Monday, in A Nous Paris, Jerome Berger gave 3/5 dots to Rae’s in the 2nd, where a Japanese chef cooks fusion food from pasta to sandwiches to crème catalan. His colleague, Philippe Toinard gave the same to a tea room plus Un Dimanche a Paris, 4/6/8 cour du Commerce Saint-Andre in the 6th, closed Sunday nights, Mondays and Tuesday lunch, 01.56.81.18.18, featuring tartelettes in the morning and early afternoon and items such as sweetbreads, haddock and a grapefruit/pepper tart afterwards, on menus of 25 and 29E at lunch.
Tuesday in Le Fooding, Tina Meyer reviewed La Louve, an Italian bistro in the 9th.
Wednesday, in Figaroscope, Emmanuel Rubin reviewed his usual 5 new restaurants, which included four that merited 4 stars: the previously mentioned Les Arlots in the 10th; the Argentinian restaurant Loco; the ramen-focusedKodawariin the 6th; and Korean Jules et Shim in the 10th.
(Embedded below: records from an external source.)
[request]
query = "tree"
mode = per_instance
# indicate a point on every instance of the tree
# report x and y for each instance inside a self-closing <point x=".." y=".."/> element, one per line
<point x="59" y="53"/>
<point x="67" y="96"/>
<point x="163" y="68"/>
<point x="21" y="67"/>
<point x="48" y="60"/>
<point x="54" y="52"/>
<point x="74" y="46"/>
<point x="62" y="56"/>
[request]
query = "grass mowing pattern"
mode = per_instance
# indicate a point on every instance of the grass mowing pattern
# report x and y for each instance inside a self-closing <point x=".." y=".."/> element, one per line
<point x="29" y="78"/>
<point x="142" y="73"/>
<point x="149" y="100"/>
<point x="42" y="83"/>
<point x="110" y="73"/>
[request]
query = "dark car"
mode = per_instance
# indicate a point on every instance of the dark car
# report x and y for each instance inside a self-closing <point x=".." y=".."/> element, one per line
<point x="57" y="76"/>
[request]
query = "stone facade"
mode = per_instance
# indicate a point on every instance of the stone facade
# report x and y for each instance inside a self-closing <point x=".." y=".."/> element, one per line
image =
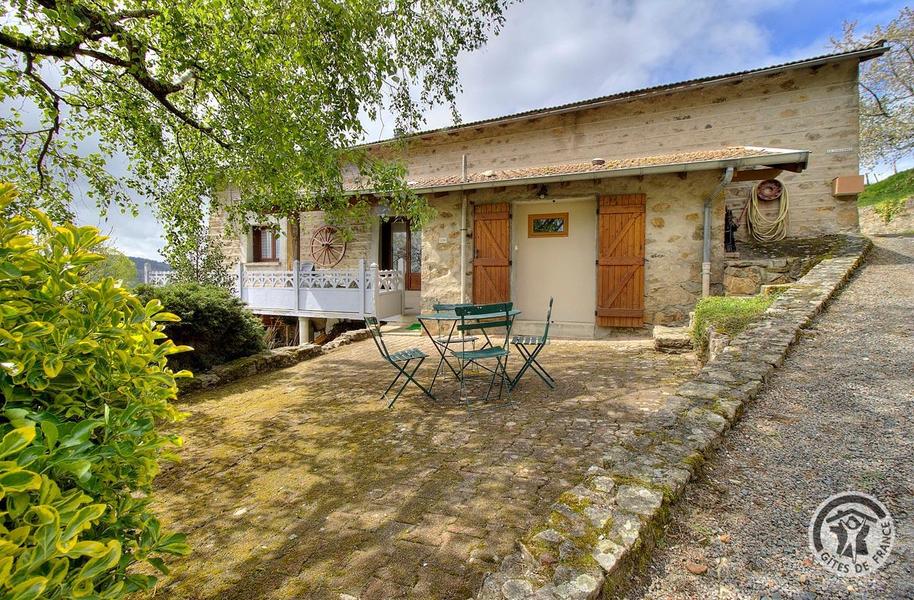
<point x="808" y="108"/>
<point x="236" y="245"/>
<point x="360" y="245"/>
<point x="813" y="109"/>
<point x="601" y="530"/>
<point x="673" y="238"/>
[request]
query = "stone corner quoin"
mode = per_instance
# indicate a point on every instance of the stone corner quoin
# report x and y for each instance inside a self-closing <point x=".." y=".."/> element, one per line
<point x="605" y="526"/>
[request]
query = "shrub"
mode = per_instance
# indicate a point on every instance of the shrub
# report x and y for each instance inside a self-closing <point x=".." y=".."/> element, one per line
<point x="84" y="382"/>
<point x="728" y="315"/>
<point x="213" y="321"/>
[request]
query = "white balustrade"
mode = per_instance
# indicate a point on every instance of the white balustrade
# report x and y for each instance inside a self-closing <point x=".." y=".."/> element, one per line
<point x="336" y="292"/>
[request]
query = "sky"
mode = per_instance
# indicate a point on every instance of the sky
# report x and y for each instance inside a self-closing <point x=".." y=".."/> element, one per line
<point x="557" y="51"/>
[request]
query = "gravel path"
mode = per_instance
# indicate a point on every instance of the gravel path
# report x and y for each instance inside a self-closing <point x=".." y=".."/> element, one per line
<point x="839" y="415"/>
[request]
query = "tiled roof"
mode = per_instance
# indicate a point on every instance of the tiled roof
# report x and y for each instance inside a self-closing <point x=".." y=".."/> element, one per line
<point x="862" y="53"/>
<point x="693" y="159"/>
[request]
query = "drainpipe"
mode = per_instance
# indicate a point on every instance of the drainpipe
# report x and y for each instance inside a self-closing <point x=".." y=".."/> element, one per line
<point x="463" y="233"/>
<point x="706" y="238"/>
The Portuguese dinette Donantonia in the 10th received only one.
Rubin’s Hache Menu this week covered Les Bols de Jean in the 2nd, opened since September, where the tele-chef Jean Imbert serves various dishes in pastry “bowls.”
In that spirit, Colette Monsat and Alice Bosio wrote about and rated the best loaves of bread and deemed Anthony Bosson of L’Essentiel in the 13th the winner and Landemaine in the 11th #2.
Also Wednesday, Heidi Ellison in Paris Update reviewed the previously mentioned Le Petit Keller, 13 rue Keller, in the 11th, 01.43.55.90.54, closed Sundays and Mondays, finding the food OK but the presentations lacking.
Thursday in L’Express there was a review of the Brazilian Coffee Shop in Nice.
Monday-Tuesday in A Nous Paris there was a review (3/5 dots) of Champeaux under the Canopee in Les Halles, reviewed here 8 days ago.
Tuesday, Le Fooding had a review of the Restaurant Isak X Café Marché in Nice.
Wednesday, Emmanuel Rubin’s Hache Menu covered Une Affaire de Famille in the flea market Saint-Ouen where he says one might go on a weekend.
And, in his reviews of 5 new places this week he gave 3 hearts to one of the best Chinese restaurants in Paris – Chez Tonton in the 6th; then 2 got 2 hearts: the previously reviewed Fichon in the 18th and La Demesure, 43, rue Faubourg Montmartre in the 9th, 01.48.24.49.53 closed Saturday lunch and Sundays where for the 14.50 E lunch formula and carte running you can have items such as lentil salad, mussels with curry and frites and tempura haricots. Getting only one heart was the Tunisian Comptoir de Tunisie in the 1st and a broken heart went to LaMercerie in the 6th.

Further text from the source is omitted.